Stellato also said the man repeatedly told her McCollum and Brown are innocent, but still denied involvement in the killing.

The DNA from cigarette butts found at the crime scene doesn't match McCollum or Brown, and fingerprints taken from a beer can aren't theirs either, attorneys say.

Both were initially given death sentences, which were overturned. At a second trial, McCollum was again sent to death row, while Brown was convicted of rape and sentenced to life.

The young men were not from wealthy families and their loved ones quickly exhausted their ability to pay for their legal defense. The case was taken up by the Center for Death Penalty Litigation, a non-profit law firm that provides direct representation to inmates on North Carolina's death row.
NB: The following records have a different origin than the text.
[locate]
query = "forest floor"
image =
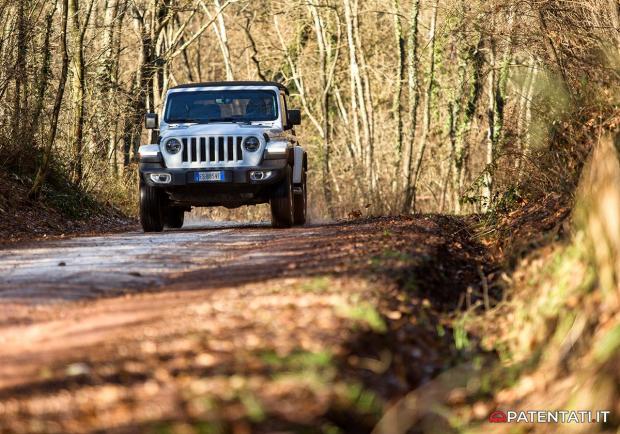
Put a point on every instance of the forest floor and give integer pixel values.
(61, 214)
(231, 328)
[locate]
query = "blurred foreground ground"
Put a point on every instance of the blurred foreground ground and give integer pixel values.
(229, 328)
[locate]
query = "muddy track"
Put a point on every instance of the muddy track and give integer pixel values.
(233, 328)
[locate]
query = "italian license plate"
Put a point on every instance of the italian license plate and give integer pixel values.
(209, 176)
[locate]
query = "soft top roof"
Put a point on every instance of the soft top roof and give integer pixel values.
(233, 83)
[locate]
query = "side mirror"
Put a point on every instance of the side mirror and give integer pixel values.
(294, 117)
(151, 121)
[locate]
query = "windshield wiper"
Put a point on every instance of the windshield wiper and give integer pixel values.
(231, 120)
(183, 121)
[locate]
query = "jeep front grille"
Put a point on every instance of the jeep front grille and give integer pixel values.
(212, 150)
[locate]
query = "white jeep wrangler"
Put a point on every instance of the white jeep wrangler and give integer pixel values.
(223, 144)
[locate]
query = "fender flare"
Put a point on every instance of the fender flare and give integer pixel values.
(300, 163)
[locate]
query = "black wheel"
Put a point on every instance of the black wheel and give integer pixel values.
(175, 217)
(282, 202)
(300, 201)
(151, 209)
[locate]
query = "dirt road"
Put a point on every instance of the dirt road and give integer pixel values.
(226, 328)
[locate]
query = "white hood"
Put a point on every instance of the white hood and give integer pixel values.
(211, 133)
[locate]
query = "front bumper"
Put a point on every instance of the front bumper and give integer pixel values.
(233, 176)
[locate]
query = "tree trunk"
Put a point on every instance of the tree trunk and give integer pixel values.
(319, 28)
(399, 41)
(461, 151)
(487, 178)
(77, 33)
(426, 126)
(222, 38)
(39, 181)
(413, 63)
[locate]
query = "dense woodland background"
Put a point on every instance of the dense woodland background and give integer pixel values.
(484, 107)
(425, 105)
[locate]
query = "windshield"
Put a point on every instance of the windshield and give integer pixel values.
(221, 106)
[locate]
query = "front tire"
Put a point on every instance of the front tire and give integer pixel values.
(282, 202)
(300, 202)
(175, 217)
(151, 209)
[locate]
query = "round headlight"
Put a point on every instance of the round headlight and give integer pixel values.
(251, 144)
(173, 146)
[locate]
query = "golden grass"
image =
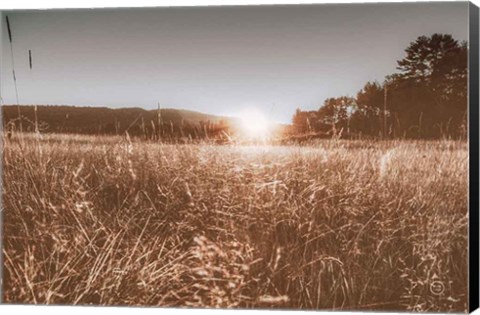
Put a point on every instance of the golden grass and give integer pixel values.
(332, 225)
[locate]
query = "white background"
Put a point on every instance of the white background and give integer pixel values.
(45, 4)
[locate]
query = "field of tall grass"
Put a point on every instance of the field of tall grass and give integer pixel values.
(336, 225)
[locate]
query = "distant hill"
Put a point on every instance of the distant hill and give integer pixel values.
(103, 120)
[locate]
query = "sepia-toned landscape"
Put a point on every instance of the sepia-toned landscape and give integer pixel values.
(357, 204)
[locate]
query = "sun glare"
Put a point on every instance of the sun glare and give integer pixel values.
(254, 123)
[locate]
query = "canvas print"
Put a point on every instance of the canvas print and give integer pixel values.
(302, 157)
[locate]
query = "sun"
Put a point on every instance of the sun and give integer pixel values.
(254, 123)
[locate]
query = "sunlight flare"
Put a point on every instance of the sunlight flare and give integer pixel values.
(254, 123)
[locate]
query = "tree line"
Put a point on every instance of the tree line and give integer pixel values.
(425, 99)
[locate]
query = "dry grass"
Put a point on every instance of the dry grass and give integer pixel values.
(332, 225)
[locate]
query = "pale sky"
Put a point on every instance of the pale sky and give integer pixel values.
(217, 60)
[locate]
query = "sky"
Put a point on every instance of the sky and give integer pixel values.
(216, 60)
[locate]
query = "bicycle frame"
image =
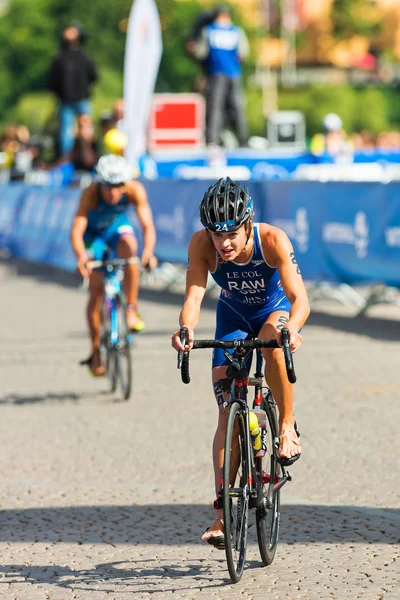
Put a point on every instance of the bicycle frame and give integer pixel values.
(112, 288)
(238, 393)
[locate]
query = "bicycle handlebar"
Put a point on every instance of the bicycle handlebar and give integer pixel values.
(183, 358)
(113, 262)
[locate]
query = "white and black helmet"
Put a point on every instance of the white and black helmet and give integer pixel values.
(226, 206)
(113, 170)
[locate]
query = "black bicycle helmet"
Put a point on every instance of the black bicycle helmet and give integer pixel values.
(225, 206)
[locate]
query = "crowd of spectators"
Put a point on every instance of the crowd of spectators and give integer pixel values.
(216, 43)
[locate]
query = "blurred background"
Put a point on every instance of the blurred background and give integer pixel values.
(320, 57)
(317, 86)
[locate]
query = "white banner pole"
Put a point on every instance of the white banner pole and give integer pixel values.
(143, 52)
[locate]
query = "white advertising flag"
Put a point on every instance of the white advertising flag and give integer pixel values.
(142, 59)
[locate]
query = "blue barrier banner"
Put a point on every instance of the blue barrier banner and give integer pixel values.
(341, 232)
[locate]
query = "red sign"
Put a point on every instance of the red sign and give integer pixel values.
(176, 121)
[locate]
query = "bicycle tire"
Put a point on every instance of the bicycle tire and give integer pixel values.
(235, 499)
(268, 519)
(123, 356)
(106, 351)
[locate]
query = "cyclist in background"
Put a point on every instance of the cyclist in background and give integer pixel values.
(102, 222)
(262, 292)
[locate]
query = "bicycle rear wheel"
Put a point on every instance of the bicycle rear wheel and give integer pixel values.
(235, 493)
(123, 357)
(267, 519)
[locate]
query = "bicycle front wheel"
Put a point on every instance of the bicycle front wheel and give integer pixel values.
(268, 469)
(235, 493)
(107, 351)
(123, 356)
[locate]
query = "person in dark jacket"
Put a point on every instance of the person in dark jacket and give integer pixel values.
(71, 75)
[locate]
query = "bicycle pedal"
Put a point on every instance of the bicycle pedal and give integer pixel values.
(266, 477)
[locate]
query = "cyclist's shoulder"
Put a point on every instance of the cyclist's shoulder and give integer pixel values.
(271, 236)
(200, 246)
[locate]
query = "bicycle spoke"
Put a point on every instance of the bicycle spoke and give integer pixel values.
(267, 519)
(235, 495)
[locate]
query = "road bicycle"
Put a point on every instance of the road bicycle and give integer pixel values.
(116, 338)
(250, 479)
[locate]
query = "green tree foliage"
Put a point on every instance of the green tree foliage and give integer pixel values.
(355, 17)
(30, 33)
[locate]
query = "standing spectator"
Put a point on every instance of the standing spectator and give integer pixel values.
(223, 45)
(71, 75)
(84, 154)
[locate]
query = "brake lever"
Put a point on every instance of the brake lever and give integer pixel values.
(183, 333)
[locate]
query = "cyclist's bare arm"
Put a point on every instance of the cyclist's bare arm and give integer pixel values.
(280, 254)
(137, 196)
(196, 282)
(79, 224)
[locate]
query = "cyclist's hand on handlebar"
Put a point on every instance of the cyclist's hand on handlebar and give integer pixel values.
(176, 340)
(295, 338)
(83, 268)
(149, 261)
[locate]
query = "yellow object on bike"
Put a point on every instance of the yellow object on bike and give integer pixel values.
(254, 431)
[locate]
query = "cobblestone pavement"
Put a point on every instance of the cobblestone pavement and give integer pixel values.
(106, 500)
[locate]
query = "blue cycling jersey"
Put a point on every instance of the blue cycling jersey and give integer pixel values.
(107, 224)
(250, 284)
(250, 293)
(104, 215)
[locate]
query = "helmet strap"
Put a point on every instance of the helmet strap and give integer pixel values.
(249, 230)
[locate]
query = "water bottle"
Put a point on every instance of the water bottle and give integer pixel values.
(255, 431)
(262, 425)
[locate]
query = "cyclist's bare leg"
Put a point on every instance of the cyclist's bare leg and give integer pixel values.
(93, 313)
(127, 248)
(281, 388)
(217, 528)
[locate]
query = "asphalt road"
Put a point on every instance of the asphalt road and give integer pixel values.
(105, 499)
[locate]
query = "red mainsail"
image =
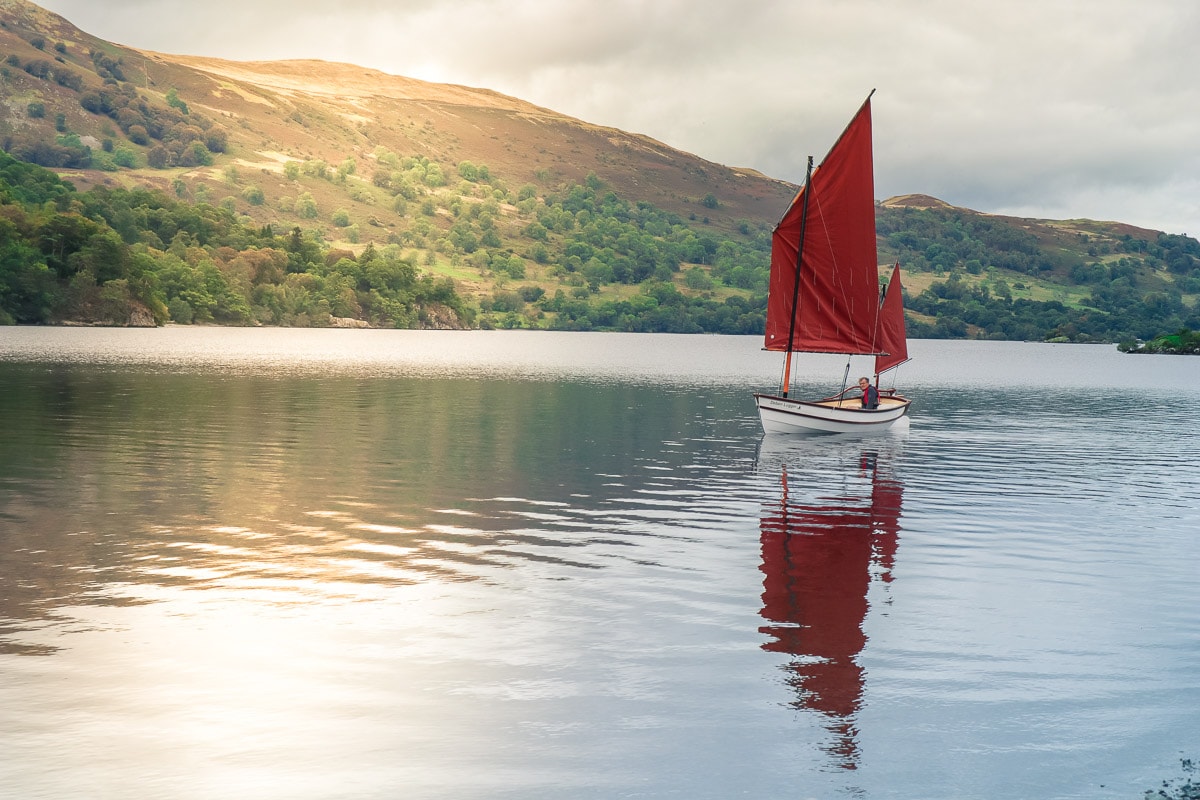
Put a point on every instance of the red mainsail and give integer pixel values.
(837, 304)
(892, 337)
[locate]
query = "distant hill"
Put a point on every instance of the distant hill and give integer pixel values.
(539, 220)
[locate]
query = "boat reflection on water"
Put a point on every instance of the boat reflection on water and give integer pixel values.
(820, 555)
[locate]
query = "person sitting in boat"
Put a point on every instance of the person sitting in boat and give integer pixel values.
(870, 395)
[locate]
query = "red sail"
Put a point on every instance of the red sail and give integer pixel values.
(839, 272)
(892, 338)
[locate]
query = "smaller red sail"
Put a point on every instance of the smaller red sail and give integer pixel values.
(837, 300)
(891, 337)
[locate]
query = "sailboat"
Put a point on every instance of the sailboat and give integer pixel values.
(823, 294)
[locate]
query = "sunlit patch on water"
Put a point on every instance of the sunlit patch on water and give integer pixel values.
(327, 577)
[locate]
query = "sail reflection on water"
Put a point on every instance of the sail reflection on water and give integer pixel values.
(820, 555)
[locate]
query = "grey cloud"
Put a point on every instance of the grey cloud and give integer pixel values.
(1084, 109)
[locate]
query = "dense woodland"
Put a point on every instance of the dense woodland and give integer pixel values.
(177, 228)
(107, 256)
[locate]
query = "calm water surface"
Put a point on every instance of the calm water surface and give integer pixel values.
(395, 564)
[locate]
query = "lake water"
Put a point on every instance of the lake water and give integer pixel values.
(396, 564)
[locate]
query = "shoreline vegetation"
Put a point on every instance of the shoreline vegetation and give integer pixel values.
(1183, 343)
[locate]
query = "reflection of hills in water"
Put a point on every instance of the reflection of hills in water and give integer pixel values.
(820, 552)
(119, 486)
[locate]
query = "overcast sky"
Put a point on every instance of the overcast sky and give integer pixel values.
(1045, 108)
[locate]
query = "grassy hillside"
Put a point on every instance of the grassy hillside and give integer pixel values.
(538, 218)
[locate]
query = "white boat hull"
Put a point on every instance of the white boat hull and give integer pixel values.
(831, 415)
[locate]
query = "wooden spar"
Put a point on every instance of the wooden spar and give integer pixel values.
(796, 283)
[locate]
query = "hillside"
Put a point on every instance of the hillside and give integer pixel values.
(538, 218)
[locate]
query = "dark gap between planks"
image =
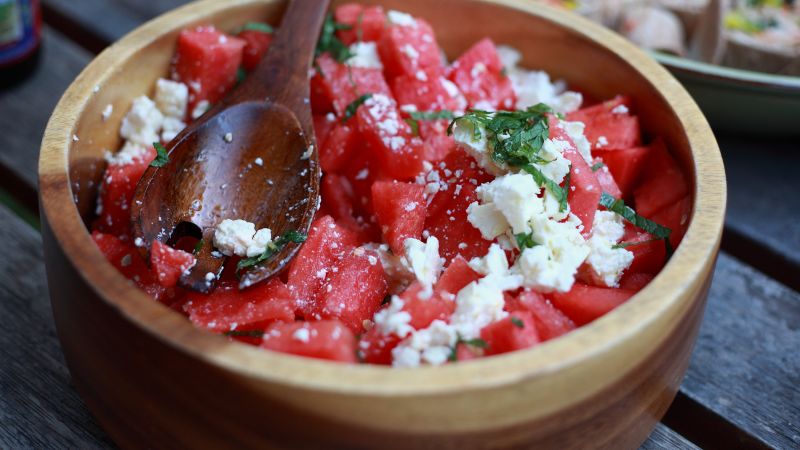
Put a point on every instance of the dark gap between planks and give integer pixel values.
(707, 429)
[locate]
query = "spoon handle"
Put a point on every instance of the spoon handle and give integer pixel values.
(282, 76)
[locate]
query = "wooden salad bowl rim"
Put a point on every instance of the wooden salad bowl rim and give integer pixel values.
(675, 284)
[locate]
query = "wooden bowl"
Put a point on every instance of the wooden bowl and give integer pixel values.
(152, 379)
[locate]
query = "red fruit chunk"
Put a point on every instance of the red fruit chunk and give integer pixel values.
(456, 276)
(424, 309)
(227, 308)
(406, 49)
(116, 194)
(478, 74)
(428, 92)
(327, 244)
(206, 60)
(550, 322)
(376, 347)
(325, 339)
(437, 147)
(339, 148)
(366, 22)
(169, 263)
(649, 256)
(400, 208)
(663, 183)
(256, 44)
(447, 211)
(389, 138)
(626, 166)
(355, 290)
(676, 218)
(516, 332)
(584, 192)
(635, 281)
(609, 125)
(342, 85)
(584, 304)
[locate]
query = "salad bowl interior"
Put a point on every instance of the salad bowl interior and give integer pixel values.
(152, 378)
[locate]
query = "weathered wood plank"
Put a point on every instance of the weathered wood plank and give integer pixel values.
(761, 224)
(79, 18)
(38, 406)
(663, 438)
(26, 107)
(745, 368)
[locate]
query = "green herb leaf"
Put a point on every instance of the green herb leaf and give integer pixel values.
(351, 109)
(525, 240)
(162, 157)
(258, 26)
(245, 333)
(329, 43)
(272, 248)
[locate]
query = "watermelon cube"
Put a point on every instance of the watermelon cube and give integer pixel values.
(116, 194)
(366, 22)
(400, 209)
(324, 339)
(354, 290)
(407, 48)
(169, 263)
(663, 183)
(584, 303)
(515, 332)
(609, 125)
(206, 60)
(478, 73)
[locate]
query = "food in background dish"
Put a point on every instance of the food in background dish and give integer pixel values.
(468, 209)
(761, 35)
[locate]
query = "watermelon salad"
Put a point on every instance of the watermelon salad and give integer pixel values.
(469, 207)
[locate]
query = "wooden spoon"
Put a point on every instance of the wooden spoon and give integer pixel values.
(252, 157)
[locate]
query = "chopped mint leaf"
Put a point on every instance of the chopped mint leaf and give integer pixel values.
(272, 248)
(244, 333)
(162, 157)
(258, 26)
(525, 240)
(329, 43)
(351, 109)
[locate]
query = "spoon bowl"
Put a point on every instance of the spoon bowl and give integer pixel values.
(250, 157)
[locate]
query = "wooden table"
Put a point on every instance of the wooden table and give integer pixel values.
(743, 386)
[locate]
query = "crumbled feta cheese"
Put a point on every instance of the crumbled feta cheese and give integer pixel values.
(171, 98)
(400, 18)
(171, 127)
(607, 263)
(239, 237)
(107, 111)
(365, 55)
(481, 302)
(552, 265)
(393, 320)
(423, 259)
(432, 345)
(494, 262)
(143, 122)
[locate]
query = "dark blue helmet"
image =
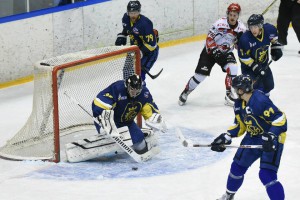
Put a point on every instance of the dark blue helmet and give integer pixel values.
(255, 20)
(134, 85)
(134, 6)
(243, 82)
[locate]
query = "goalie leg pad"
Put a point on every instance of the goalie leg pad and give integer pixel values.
(151, 140)
(108, 123)
(96, 146)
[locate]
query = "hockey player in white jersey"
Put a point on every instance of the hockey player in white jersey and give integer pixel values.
(220, 42)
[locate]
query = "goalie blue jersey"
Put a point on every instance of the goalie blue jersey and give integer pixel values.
(255, 49)
(115, 97)
(259, 115)
(141, 32)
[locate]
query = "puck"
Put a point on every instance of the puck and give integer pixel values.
(134, 168)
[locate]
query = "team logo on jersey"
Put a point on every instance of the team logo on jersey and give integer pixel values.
(135, 30)
(252, 44)
(131, 113)
(146, 94)
(122, 97)
(108, 95)
(204, 68)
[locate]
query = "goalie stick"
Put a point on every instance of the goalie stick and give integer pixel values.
(189, 143)
(137, 157)
(149, 74)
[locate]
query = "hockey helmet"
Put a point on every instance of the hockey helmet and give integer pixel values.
(134, 85)
(243, 82)
(256, 20)
(134, 6)
(234, 7)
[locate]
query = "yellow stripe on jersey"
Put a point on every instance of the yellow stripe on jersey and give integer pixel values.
(147, 111)
(280, 121)
(102, 104)
(148, 46)
(240, 124)
(247, 61)
(282, 137)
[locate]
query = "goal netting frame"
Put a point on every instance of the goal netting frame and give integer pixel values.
(54, 121)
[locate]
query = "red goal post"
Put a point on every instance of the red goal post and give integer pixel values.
(55, 120)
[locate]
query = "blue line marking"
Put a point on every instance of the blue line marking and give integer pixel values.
(49, 10)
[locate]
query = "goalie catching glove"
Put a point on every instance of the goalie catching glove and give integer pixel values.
(157, 123)
(220, 141)
(107, 122)
(121, 39)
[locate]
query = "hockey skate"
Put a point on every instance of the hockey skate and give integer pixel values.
(183, 97)
(229, 100)
(227, 196)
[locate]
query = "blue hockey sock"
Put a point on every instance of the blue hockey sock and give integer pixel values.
(276, 191)
(274, 188)
(235, 177)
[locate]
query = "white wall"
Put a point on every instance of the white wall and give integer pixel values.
(26, 41)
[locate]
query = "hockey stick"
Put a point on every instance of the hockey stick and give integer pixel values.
(137, 157)
(260, 75)
(189, 143)
(149, 74)
(267, 9)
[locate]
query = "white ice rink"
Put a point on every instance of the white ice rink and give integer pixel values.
(178, 172)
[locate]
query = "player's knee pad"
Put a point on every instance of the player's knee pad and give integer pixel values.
(195, 81)
(267, 177)
(231, 69)
(238, 170)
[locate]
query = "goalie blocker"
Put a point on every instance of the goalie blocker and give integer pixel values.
(103, 146)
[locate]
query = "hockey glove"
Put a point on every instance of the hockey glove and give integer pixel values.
(157, 123)
(218, 143)
(217, 54)
(156, 35)
(276, 52)
(257, 69)
(269, 142)
(121, 40)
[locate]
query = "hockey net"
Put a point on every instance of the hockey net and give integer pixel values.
(54, 119)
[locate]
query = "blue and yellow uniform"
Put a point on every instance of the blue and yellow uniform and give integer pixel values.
(256, 49)
(141, 34)
(259, 115)
(115, 97)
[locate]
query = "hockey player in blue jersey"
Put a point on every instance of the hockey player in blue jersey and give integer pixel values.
(123, 100)
(141, 33)
(253, 51)
(264, 124)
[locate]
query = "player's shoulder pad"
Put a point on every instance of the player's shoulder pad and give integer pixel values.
(125, 19)
(145, 20)
(241, 27)
(146, 93)
(245, 36)
(221, 23)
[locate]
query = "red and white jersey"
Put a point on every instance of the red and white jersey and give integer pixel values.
(222, 36)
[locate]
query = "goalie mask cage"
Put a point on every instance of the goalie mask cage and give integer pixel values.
(54, 118)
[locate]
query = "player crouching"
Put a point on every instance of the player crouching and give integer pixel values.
(116, 107)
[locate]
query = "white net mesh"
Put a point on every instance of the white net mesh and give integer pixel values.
(84, 80)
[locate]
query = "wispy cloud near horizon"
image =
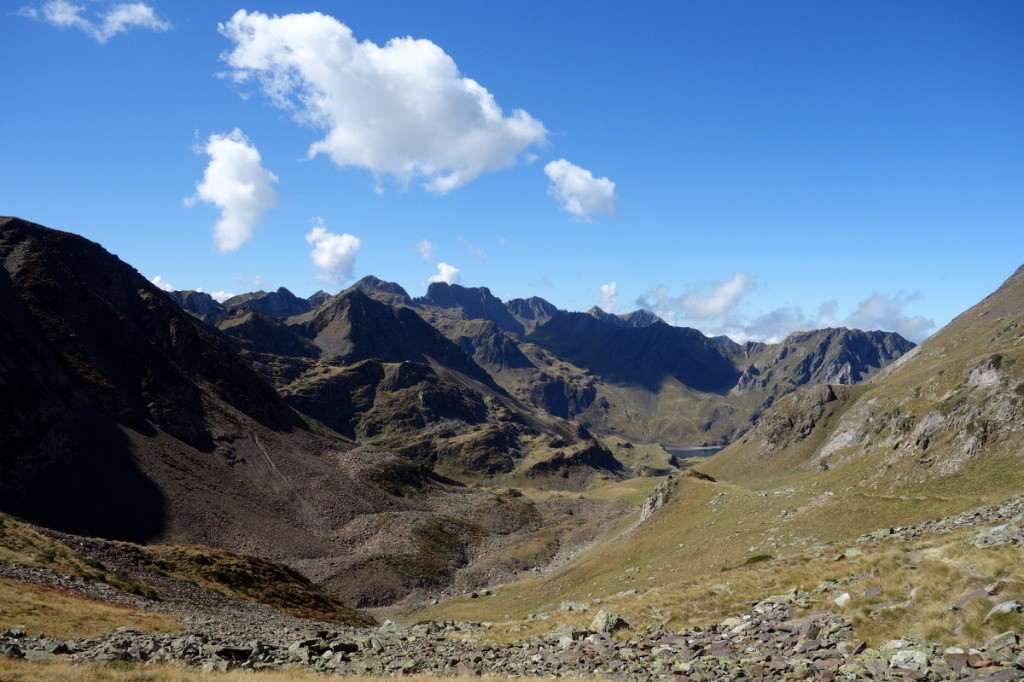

Upon his release, McCollum expressed his belief that there are still other innocent men on the inside. He is at least the seventh death row inmate freed in North Carolina since 1976, the year the death penalty was reinstated by the U.S. Supreme Court.

"It's very painful when you are attached to somebody like a brother or family, and you see that person on his last days," McCollum said. "A lot of them don't really want to die. ... And it hurt me the most to see the state take somebody's life, when they are committing murder their own self. But they don't see it that way."

McCollum said he won't allow himself to focus on the past, on all the life in the outside world he missed. He plans to someday work with young people, to try to keep as many as he can from ever ending up inside a prison.

But first, he has a lot of learn about a world that has changed dramatically during the three decades he has been away. McCollum hasn't never accessed the Internet, or owned a cellphone. He looked ill at ease Wednesday in a tie and white dress shirt, the collar at least an inch too large. Inmates on death row all wear bright red jumpsuits, indicating their status as convicted murders.

Climbing into his father's car, he put his head through the loop of the seatbelt that is supposed to cross the chest. He had never used one like it. A TV cameraman had to help him buckle it.

"Right now I want to go home and take a hot bath," McCollum said. "I want to see how that tub feel. And eat. I want to eat. I want to go to sleep and wake up the next day and see all this is real."